タイムマシン
――ついに完成した。
苦節十年、助手と二人で作り上げた俺達のタイムマシン。中央には、引くとマシンが作動するレバーが取り付けられている。
もう、迷う理由などなどなかった。唾を呑み込み、レバーを手前に引く。緑色のランプが点灯し、機械音声によるコールが始まった。
『A-204、起動します。時空間移送まで、六十秒前……』
――しまった。余裕を持って六十秒に設定したのは失敗だった。覚悟を決めたはずなのに、武者震いが止まらない。
味わったことのない恐怖に駆られていると、突然、研究室のドアが開いた。おかしい、鍵はかけたはずなんだが――
「このバカァ! 何考えてんのよ!」
俺の助手、有莉栖が駆け込んできてそう怒鳴った。合鍵を片手に、目には涙を浮かばせている。
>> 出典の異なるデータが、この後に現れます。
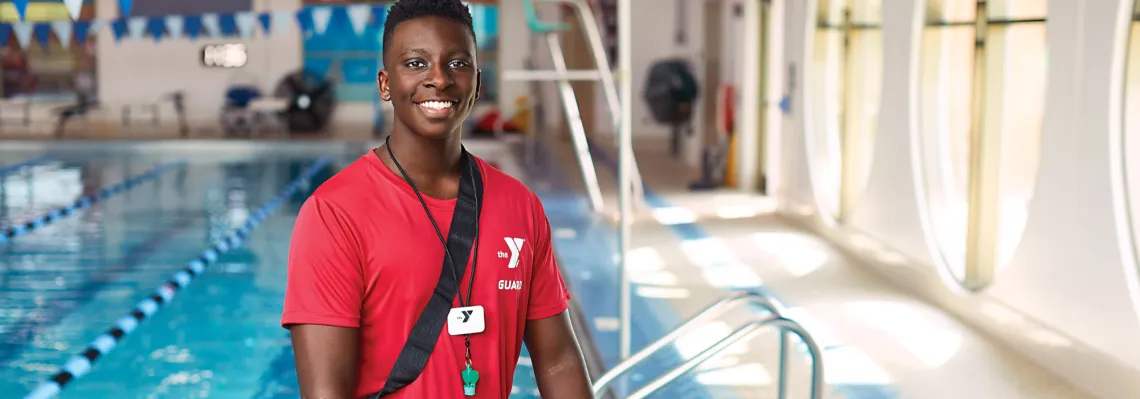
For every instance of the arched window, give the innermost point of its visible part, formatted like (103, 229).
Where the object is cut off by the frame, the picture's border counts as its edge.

「アンタはいっつも一人で突っ走って……また私を…………」
有莉栖が顔を歪ませる。このタイムマシンが一人乗りであること、そして、俺が何も告げずにいなくなろうとしていた事を、彼女は誰よりも知っている。
「有莉栖……」
――結局、こうなってしまうのか。
「…………アラン・リックマンのサインを貰ってきて頂戴」
「……はい?」
「ファンだったのよ! 何か悪い?」
呆気にとられていた俺に、有莉栖がまた怒鳴った。
「いや、別に……」
「ならいいでしょ! それで許してあげる……でも…………」
有莉栖が言葉を濁らせる。
「こんなことになるなら、こんなもの作らなければよかった。アンタと二人で、ずっと……」
『間も無く移送します。十、九、八……』
マシンは無常にも有莉栖の言葉を遮り、別れのタイムリミットを淡々と告げる。
「ほんとはサインないんかどうでもいいの! 私は何よりも、貴方とずっと一緒にいたかった。貴方と旅をしたかった。同じ場所に居たかった。ロマンチックな事もしてみたかった……あ、貴方と手を繋いでみたかった! それに……」
有莉栖が涙を流しながら、俺の服を軽く握った。目が合うと、そのまま倒れるように俺の胸に飛びこんで、
「貴方に、ちゃんと『好き』って伝えたかった……」
震える声でそう言った。彼女の咽び泣く声が部屋中に響き渡る。身体から有莉栖の震えた指が離れていくのを感じながら、もう聞くことができないかもしれないその声を、静かに聞いていた。